The inability or blatant refusal of many of us Nigerians to accept any responsibility whatsoever; even when it is clearly presented to us is part of the problems
Lwe are facing and that must change.
Even Prof Tomori whose emotional submission and tears has triggered this discussion did not pretend to exonerate himself. Neither did he double down on pointing fingers at ‘leaders’ or solely at the system; even as the system is very defective.
He indicted all of us; including himself and that is the way to go and the way to find a solution. That is what responsible citizens do – they own up to their failings and deal with the consequences.
Predictably, many have watched that video and ran off with what they want to hear, not what they ought to hear and take away from it. I have read so many folks solely blame the system and I ask:
1. WHO IS THE ‘SYSTEM’?
Who built the system and or made it so dysfunctional and or helped sustained it so?
Spirits or us human beings who are Nigerians?
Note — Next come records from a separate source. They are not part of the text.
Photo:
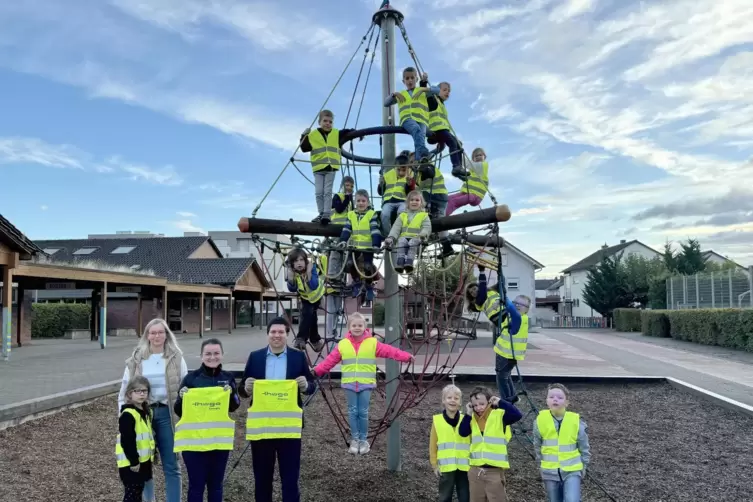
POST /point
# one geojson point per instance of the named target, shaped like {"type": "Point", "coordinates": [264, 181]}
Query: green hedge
{"type": "Point", "coordinates": [51, 320]}
{"type": "Point", "coordinates": [627, 320]}
{"type": "Point", "coordinates": [732, 328]}
{"type": "Point", "coordinates": [655, 323]}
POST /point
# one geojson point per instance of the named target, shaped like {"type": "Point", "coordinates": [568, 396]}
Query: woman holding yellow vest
{"type": "Point", "coordinates": [560, 440]}
{"type": "Point", "coordinates": [205, 432]}
{"type": "Point", "coordinates": [488, 422]}
{"type": "Point", "coordinates": [134, 446]}
{"type": "Point", "coordinates": [358, 352]}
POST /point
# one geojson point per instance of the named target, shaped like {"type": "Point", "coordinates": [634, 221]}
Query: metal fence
{"type": "Point", "coordinates": [725, 289]}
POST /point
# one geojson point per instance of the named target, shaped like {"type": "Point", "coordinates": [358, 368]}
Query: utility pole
{"type": "Point", "coordinates": [387, 18]}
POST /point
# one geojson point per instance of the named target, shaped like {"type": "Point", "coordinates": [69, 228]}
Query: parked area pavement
{"type": "Point", "coordinates": [48, 367]}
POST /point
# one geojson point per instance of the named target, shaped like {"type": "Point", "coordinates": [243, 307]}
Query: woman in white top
{"type": "Point", "coordinates": [158, 358]}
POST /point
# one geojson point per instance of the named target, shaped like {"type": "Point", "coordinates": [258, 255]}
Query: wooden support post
{"type": "Point", "coordinates": [201, 315]}
{"type": "Point", "coordinates": [19, 314]}
{"type": "Point", "coordinates": [103, 317]}
{"type": "Point", "coordinates": [7, 302]}
{"type": "Point", "coordinates": [139, 314]}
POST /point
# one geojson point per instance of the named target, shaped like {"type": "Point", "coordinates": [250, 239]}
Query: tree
{"type": "Point", "coordinates": [606, 286]}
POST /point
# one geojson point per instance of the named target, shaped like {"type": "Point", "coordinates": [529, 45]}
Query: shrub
{"type": "Point", "coordinates": [655, 323]}
{"type": "Point", "coordinates": [627, 319]}
{"type": "Point", "coordinates": [378, 317]}
{"type": "Point", "coordinates": [52, 320]}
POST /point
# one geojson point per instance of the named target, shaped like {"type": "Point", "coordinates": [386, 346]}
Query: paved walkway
{"type": "Point", "coordinates": [53, 366]}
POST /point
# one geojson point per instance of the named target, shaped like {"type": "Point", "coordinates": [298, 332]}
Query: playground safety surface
{"type": "Point", "coordinates": [650, 442]}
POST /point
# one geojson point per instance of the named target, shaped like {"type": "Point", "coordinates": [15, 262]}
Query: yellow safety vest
{"type": "Point", "coordinates": [477, 185]}
{"type": "Point", "coordinates": [438, 119]}
{"type": "Point", "coordinates": [274, 411]}
{"type": "Point", "coordinates": [394, 187]}
{"type": "Point", "coordinates": [490, 448]}
{"type": "Point", "coordinates": [434, 185]}
{"type": "Point", "coordinates": [358, 367]}
{"type": "Point", "coordinates": [341, 218]}
{"type": "Point", "coordinates": [205, 424]}
{"type": "Point", "coordinates": [559, 450]}
{"type": "Point", "coordinates": [325, 152]}
{"type": "Point", "coordinates": [519, 340]}
{"type": "Point", "coordinates": [360, 235]}
{"type": "Point", "coordinates": [414, 108]}
{"type": "Point", "coordinates": [306, 292]}
{"type": "Point", "coordinates": [412, 228]}
{"type": "Point", "coordinates": [144, 440]}
{"type": "Point", "coordinates": [453, 451]}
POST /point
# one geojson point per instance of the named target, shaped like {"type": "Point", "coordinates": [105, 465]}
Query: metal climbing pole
{"type": "Point", "coordinates": [387, 18]}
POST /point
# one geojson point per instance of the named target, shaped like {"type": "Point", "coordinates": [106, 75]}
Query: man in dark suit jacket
{"type": "Point", "coordinates": [277, 362]}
2. WHO OPERATES THE SYSTEM?
If it is not you and I or if we do not know who does in Abuja, what about in our various families, neighbourhoods, communities, offices, work/business places, places of worships etc?
3. WHO IS EVEN A LEADER?
We are all leaders in our own individual rights. All our religions and cultures demand from us to do the right things always even when no one was watching. There are leaders in family, community, traditional, academic, religious, business, peer, work, political etc.
Therefore to always reduce ‘leaders’ to only political leaders as so many of us Nigerians do is merely self deceit and playing the ostrich game. Sadly many of us have perfected that art of ‘it wasn’t me’ according to Shaggy the musician.
HEAR THIS
The greatest of all leaders is the family led by parents and I can say without prevarication that they are the worst failures today.
If all of us as parents give our children the proper upbringing and orientation, there would be less of terrorists, armed robbers, bandits, thugs, bullies, ritualists, corruption, indiscipline, immorality, mismanagement, insecurity in Nigeria.
This is the time to honor and practice our custom, tradition and culture without which there will be no solution to crisis in our country.
Now that it is crystal clear that we are all leaders in our individual rights and respects; before you have the moral right to point fingers, do a deep soul searching to convince yourself if you are indeed contributing to the moral decadence in the social by not living to your basic responsibility in your families and the society at large.
If you are not, start with the speck in your eyes before getting to the log in another’s eye. Anything less would amount to hypocrisy.
We have a leadership and followership problem in Nigeria and we must address and solve it together for a prosperous nation.